The Life of An Average :

“Entitlement Free Zone”

By Ingrid Aimee

Arrogance means “bigging yourself up”—whether publicly or just inside your own mind. Often it involves knocking others down at the same time. Other names for arrogance are : egotism, conceit, grandiosity, and self-importance.

Ancient Greek literature refers to hubris, a form of arrogance in which a person thinks himself to be higher in status than other ordinary mortals. In other words, a god.

As with the opposite chief feature of self-depracation, arrogance is a way of manipulating others’ perceptions of yourself in order to avoid taking a “hit” to your self-esteem. In this case, however, the basic strategy is to get others to see you as special, perfect or flawless —diverting attention from your ordinary imperfections, weaknesses and failings — and thereby keeping your self-esteem artificially inflated.

An arrogant person is the one who acts as if he is superior, more worthy and more important than the others. Therefore, he puts others down and even disrespects them. At the same time, he wants to be admired and respected. He wants to be ‘appreciated’ for all the great things that he has done and all the special qualities that he has.

In many cases, a person becomes arrogant when he makes the kind of achievements that his peers fail to make. Doing something extraordinary that no one else could do gives a tremendous boost to our self-worth and when we find that others haven’t accomplished nearly as much, we tend to look down at them.

It’s because our subconscious mind is always comparing our life with our peers in order to measure our progress in the things that matter to us. Know that just because you did something great doesn’t mean that you’re a super-human. You have some weak points too and you know it. Know that others are not less worthy than you just because they never did what you were able to do.

Maybe they’re trying, maybe they’re much better than you in a lot of other things, and maybe they don’t even care about making the type of achievements that you have made.

I could go on and on giving reasons but the point is- you have no reason to be arrogant and think that others are less worthy than you even if you did something remarkable.
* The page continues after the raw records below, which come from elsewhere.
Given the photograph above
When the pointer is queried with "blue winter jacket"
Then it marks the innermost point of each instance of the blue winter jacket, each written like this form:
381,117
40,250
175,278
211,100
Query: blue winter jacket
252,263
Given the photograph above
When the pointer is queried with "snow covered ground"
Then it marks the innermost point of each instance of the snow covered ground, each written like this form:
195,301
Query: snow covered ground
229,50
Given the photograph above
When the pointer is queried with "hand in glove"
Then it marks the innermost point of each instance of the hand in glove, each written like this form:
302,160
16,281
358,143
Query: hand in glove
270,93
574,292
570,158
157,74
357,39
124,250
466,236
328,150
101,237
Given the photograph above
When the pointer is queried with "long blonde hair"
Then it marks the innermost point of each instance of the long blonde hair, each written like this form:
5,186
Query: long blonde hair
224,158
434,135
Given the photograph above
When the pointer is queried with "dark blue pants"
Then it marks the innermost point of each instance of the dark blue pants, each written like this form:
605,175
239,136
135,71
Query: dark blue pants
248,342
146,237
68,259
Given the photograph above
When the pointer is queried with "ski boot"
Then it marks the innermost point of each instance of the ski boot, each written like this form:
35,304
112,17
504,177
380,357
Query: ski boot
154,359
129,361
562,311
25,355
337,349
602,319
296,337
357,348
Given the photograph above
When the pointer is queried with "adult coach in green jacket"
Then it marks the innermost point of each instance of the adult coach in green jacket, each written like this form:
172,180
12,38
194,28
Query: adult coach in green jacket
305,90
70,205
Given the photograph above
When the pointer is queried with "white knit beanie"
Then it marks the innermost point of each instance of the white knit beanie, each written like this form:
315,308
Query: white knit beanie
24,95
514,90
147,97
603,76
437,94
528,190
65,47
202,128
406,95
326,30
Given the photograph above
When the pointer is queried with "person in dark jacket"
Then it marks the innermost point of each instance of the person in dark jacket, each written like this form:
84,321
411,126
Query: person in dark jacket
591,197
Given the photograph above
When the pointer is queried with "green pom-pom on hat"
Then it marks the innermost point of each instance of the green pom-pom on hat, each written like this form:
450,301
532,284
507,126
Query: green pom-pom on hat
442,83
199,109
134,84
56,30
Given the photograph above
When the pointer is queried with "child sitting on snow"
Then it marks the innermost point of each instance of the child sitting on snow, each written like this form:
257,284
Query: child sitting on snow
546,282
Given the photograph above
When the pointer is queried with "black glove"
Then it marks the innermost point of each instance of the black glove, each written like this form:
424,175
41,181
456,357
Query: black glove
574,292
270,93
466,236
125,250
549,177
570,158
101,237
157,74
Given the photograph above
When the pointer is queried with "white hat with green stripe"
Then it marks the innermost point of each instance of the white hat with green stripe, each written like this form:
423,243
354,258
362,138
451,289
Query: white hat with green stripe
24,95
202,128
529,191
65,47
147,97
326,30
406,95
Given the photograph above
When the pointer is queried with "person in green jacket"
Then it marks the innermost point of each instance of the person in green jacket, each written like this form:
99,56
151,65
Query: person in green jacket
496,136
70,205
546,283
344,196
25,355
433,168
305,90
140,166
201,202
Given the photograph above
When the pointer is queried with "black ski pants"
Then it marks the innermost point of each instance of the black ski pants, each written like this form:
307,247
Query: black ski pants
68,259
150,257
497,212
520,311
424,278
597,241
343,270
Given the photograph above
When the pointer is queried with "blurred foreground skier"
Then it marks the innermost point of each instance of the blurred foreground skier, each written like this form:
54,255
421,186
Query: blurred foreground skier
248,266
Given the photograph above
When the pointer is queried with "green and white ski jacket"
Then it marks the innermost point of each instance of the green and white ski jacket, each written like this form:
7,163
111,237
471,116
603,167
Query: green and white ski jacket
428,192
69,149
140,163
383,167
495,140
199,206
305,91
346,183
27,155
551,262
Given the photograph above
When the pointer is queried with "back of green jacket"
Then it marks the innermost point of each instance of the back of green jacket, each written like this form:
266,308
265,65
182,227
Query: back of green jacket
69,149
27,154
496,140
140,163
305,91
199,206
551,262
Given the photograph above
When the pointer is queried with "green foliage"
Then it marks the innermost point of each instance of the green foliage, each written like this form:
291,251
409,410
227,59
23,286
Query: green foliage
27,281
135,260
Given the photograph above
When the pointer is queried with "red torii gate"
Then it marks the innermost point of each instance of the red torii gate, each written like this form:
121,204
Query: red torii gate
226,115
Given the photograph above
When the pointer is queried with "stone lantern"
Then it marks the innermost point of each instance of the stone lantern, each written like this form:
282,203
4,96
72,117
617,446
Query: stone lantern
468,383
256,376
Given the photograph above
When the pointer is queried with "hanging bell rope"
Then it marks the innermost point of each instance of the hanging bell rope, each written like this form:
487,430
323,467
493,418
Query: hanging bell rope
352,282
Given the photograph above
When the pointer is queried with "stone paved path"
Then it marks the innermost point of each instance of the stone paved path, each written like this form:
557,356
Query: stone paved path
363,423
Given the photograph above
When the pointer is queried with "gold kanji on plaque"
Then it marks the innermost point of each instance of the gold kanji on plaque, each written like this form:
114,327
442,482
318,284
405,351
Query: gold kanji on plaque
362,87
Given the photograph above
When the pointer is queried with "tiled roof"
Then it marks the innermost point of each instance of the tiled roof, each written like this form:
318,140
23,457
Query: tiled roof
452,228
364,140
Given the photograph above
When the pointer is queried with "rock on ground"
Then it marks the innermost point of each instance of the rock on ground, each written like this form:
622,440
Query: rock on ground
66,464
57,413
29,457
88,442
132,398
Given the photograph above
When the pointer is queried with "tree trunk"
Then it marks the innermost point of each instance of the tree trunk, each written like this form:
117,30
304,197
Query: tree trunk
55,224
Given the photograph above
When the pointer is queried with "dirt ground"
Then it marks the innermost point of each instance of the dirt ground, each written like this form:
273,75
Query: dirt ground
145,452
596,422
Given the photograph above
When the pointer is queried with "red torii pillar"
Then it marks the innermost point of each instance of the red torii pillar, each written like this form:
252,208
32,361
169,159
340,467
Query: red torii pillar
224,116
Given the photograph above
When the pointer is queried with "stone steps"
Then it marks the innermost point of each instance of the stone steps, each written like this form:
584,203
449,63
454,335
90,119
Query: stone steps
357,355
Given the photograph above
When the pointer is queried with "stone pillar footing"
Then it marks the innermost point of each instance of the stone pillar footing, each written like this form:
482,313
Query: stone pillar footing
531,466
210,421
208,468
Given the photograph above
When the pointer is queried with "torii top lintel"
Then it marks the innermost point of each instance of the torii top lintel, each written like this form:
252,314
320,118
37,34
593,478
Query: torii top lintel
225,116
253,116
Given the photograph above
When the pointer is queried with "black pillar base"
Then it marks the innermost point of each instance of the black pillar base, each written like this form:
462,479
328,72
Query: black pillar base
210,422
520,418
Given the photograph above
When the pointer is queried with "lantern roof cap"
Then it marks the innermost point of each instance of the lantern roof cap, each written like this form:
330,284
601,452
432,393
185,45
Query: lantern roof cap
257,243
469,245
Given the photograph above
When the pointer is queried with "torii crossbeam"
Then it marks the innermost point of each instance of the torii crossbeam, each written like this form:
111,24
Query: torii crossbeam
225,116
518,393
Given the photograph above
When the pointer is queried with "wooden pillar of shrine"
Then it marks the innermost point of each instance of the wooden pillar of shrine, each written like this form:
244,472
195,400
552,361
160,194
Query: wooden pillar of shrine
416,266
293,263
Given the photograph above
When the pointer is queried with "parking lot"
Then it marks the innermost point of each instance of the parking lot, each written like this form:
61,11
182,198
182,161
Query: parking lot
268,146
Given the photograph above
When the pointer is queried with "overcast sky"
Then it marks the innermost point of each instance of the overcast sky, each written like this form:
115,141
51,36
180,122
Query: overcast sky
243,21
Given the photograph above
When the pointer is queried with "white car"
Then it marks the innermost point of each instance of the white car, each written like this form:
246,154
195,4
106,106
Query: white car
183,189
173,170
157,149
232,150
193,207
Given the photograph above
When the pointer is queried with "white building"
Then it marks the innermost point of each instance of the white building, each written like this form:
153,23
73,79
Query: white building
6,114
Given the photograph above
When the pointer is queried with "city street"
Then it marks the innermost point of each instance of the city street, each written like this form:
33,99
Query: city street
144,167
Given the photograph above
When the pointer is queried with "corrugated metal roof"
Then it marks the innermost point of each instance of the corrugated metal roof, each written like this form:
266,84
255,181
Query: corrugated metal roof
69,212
A reason for becoming arrogant is that you’re trying to protect your ego and self-worth in some way. You may behave arrogantly to hide your insecurity, inferiority, and a lack of confidence. If you’re insecure and you fear rejection from other people then you may behave arrogantly towards them.

Arrogance, in this case, helps you to kind of reject others before they can get an opportunity to reject you! It’s a pre-emptive strike.

Since you already know you’re inferior, you’re worried that others will find out about it and as a result they won’t accept you. You’re so sure that they’ll reject you that you show rejection first- before they get a chance to show it to you and hurt you.

This way, you’re able to protect your ego because even if they rejected you later you can say that you never really cared about their acceptance and never really thought much of them because you had already rejected them! The truth, however, is that you cared a lot about their approval and were afraid of their rejection.

This is the reason why a lot of people tend to behave arrogantly with strangers or with people they barely know. Friends and family members accept you- you know that. But who knows how a stranger might respond? Let’s reject them before they can get the opportunity to reject us!

Despite what meets the eye, arrogant people care a lot about others’ approval. If they didn’t, whom would they show their arrogance to? Sometimes, arrogance may just be the result of trying to gain attention because no other way of gaining attention has worked for you.

This is true for those people who learnt that being arrogant resulted in them receiving a lot of attention in the past and that’s why they became motivated to continue this behavior. As soon as they find that their arrogance no longer brings them attention, they’ll drop this behavior.

It is unacceptable to be too obviously arrogant and manipulative in most adult settings. Just going around bragging is “against the rules” in most social circles.